Nouvelle de 17 h Rimouski corrige une erreur vieille de cinq ans

Rimouski corrige une erreur vieille de cinq ans

La Ville de Rimouski corrige une erreur vieille de cinq ans en modifiant le concept de l’Espace Alcide C. Horth, jugé au départ comme présentant un potentiel d’investissements évalué à 100 M$, à terme.

Ce concept mis de l’avant par la Ville de Rimouski en mars 2015 n’a pas suscité d’investissement locatif ou commercial depuis ce temps. Un incubateur d’entreprises est cependant en construction dans ce secteur, juste à côté du Centre de recherche sur les biotechnologies marines. Le Groupe Tanguay en est le promoteur, mais c’est la Société de promotion économique de Rimouski qui trouvera les locataires.



La Ville y a amené les infrastructures souterraines et y a aménagé des cases de stationnement face à l’Université du Québec à Rimouski (UQAR).

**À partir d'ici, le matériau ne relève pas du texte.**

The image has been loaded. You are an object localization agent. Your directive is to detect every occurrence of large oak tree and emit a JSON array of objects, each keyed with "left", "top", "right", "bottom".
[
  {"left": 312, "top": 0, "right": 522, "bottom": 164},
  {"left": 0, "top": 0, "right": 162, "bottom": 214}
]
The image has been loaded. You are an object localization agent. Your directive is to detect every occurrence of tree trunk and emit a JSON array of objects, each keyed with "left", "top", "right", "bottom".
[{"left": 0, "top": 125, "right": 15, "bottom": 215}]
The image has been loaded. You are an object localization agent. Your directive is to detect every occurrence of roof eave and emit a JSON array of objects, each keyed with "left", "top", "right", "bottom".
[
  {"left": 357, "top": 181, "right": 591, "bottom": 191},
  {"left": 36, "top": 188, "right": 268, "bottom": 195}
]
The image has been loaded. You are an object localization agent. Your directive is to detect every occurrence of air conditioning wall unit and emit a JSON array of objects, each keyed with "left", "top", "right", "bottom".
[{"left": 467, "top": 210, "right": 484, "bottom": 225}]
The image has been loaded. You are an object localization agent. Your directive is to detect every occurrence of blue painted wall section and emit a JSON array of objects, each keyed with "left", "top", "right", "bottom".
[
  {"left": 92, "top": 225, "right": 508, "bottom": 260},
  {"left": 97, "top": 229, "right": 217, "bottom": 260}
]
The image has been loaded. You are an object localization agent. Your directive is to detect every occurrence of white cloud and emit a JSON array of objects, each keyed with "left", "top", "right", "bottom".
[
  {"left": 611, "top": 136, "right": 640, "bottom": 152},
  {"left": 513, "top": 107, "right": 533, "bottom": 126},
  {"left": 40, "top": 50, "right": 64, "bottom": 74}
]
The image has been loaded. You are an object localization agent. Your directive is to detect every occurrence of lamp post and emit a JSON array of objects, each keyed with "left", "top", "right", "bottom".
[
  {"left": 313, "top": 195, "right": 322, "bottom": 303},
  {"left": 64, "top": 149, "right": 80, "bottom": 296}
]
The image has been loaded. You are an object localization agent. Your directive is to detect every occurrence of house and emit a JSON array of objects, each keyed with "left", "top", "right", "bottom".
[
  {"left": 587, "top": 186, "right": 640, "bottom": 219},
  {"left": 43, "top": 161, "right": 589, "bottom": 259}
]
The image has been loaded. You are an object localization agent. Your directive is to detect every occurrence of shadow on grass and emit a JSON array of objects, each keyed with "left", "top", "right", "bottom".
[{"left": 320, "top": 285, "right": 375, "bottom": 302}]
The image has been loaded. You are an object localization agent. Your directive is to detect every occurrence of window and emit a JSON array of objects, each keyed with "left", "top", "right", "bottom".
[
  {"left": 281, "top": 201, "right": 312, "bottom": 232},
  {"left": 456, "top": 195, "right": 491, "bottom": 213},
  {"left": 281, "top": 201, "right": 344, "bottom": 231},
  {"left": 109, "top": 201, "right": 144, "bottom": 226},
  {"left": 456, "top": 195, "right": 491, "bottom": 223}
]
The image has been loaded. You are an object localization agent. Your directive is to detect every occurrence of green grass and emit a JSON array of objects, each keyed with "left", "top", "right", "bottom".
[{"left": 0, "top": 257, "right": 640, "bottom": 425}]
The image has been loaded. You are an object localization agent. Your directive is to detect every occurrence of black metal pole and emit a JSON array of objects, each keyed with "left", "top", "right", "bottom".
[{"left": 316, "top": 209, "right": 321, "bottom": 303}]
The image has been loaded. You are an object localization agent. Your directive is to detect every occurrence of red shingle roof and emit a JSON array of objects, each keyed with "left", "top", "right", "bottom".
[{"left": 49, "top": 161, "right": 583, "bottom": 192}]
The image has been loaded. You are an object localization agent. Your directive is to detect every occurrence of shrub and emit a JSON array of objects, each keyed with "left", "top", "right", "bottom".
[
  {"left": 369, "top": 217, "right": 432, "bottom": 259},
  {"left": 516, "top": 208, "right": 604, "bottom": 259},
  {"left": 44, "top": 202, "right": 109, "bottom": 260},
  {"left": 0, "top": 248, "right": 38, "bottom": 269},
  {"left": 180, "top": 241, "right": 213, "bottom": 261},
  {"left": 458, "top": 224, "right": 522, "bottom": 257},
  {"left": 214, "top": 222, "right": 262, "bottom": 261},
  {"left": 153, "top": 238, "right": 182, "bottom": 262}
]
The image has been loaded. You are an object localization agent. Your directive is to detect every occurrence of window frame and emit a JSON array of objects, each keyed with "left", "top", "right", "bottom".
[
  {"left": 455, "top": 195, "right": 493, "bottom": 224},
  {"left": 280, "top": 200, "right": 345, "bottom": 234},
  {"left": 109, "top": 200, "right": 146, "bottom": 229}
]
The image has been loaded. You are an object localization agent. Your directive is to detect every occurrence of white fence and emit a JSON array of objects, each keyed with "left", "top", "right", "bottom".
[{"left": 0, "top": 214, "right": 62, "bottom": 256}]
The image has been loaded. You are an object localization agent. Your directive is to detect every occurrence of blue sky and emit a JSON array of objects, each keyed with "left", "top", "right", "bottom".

Il s’agissait essentiellement de combiner le développement de commerces de proximité en même temps qu’une offre de logements locatifs, le tout dans un espace urbain qui se distinguait des autres secteurs de développement résidentiel et commercial de Rimouski. Voici le résumé qu’en faisait la Ville :


  • Une superficie totale de 45 000 mètres carrés;
  • 82 terrains à développer et à aménager;
  • La continuité du campus de l’Université du Québec à Rimouski et une proximité avec le Centre de recherche sur les biotechnologies marines (CRBM) et le centre communautaire Saint-Pie-X;
  • Un complément d’activités au complexe sportif Desjardins, situé à deux pas;
  • Des bâtiments contigus ayant une forte présence sur rue.

Le site est localisé le long de la 2e rue Est, à l’angle de la rue Alcide C. Horth, puis au Sud jusqu’au boulevard Arthur-Buies.

Fini les appels de propositions



Hier soir, le conseil municipal de Rimouski a adopté une résolution qui modifie les prix des terrains adoptés en 2017 et laisse tomber la notion de passer par le biais d’appels de proposition auprès des entrepreneurs en construction. Les terrains seront vendus individuellement ou en mixité.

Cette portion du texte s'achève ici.